Внезапно пришло инстинктивное утилитарное решение: “Мне бы это пригодилось”. А затем родилось открытие: в полутонах силы не меньше, чем в ярких красках.

Разум уже нашел себе работу: набросок к новой картине. Блеклый, унылый фон, слабые тона – совсем не такие, как те, которые он изображал раньше. Если писать портрет, с цветом и оттенками кожи придется повозиться особо. “Милая Матерь… – Он провел пальцем по стеблю, вьющемуся от его колена. – Как бы мне это все пригодилось…"

Сарио глянул на полог, за которым раздавался шум. И сквозь рядно увидел окружающий мир. И старика с Сааведрой.

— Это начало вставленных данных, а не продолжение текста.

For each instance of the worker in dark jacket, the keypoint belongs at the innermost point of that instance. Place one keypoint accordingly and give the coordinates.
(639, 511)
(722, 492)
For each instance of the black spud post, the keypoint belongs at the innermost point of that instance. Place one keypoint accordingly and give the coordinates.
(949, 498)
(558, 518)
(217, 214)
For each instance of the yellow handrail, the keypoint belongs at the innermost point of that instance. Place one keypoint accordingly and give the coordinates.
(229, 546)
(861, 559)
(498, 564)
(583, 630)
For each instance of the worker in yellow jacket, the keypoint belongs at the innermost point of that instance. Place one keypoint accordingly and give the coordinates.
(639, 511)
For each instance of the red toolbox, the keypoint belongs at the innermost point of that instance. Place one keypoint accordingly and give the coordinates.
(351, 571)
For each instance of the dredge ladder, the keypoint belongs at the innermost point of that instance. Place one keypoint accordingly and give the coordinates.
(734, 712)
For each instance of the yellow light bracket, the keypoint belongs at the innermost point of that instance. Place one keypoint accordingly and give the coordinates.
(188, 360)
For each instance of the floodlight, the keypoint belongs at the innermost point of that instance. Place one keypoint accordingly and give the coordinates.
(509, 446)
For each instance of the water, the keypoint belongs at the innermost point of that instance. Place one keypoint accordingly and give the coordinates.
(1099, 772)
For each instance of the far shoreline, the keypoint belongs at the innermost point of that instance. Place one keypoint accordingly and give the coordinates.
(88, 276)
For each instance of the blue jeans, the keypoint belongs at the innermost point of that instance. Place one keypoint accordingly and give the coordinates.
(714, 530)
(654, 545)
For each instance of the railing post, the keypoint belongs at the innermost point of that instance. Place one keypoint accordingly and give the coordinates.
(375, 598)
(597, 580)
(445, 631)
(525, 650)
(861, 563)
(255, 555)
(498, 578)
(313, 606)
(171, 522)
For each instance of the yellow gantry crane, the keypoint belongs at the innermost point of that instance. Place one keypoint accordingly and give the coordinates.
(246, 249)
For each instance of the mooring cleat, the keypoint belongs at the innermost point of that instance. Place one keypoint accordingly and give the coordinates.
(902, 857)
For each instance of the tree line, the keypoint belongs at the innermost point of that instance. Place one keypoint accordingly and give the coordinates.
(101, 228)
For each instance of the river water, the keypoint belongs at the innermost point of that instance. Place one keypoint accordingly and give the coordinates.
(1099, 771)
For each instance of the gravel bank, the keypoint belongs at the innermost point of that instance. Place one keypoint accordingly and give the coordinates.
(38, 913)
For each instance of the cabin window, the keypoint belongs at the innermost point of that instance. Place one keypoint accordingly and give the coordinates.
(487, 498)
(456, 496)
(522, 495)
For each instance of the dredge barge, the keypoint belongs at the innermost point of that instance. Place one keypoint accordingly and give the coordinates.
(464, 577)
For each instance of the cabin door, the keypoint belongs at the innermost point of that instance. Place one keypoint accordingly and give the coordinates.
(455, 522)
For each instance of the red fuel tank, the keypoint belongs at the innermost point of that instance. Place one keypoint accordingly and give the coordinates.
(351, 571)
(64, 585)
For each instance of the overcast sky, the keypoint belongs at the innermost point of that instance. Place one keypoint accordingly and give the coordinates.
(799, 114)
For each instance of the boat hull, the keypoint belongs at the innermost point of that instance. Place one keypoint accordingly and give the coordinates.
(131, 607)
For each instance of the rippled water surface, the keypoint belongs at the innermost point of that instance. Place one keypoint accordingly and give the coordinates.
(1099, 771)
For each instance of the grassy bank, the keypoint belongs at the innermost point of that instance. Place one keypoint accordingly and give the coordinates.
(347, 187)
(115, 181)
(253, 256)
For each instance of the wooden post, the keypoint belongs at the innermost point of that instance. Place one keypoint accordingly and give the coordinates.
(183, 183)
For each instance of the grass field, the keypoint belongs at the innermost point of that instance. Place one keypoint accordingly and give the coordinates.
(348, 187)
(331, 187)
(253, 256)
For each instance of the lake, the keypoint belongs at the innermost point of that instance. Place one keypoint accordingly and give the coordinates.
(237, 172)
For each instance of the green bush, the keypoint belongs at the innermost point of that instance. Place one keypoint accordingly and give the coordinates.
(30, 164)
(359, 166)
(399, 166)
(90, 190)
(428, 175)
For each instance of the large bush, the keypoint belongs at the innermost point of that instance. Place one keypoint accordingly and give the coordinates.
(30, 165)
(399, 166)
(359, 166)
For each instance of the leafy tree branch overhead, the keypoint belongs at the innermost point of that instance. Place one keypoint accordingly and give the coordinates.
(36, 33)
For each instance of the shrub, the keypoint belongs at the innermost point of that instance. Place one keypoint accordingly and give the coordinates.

От его рассеянности, отрешенности не осталось и следа. Опять – смятение, тревога, непонятный страх и наряду со всем этим растущая противоестественная тяга. “Что он говорил?.. Что он мне сказал?” Но рассудок оказался бессилен ответить – его обуревали новые мысли, странные мысли, обрывочные, сумбурные, дерзкие. “Что мне говорил этот муалим?.."

Муалим? Нет! Эстранхиеро. Иноземец. Чудаковатый и загадочный старик, ведущий странные речи.

Муалим. Да… Что объяснял старик? Цвета? Узоры? Сарио вновь опустил глаза. “Он меня учил. С помощью этого ковра”.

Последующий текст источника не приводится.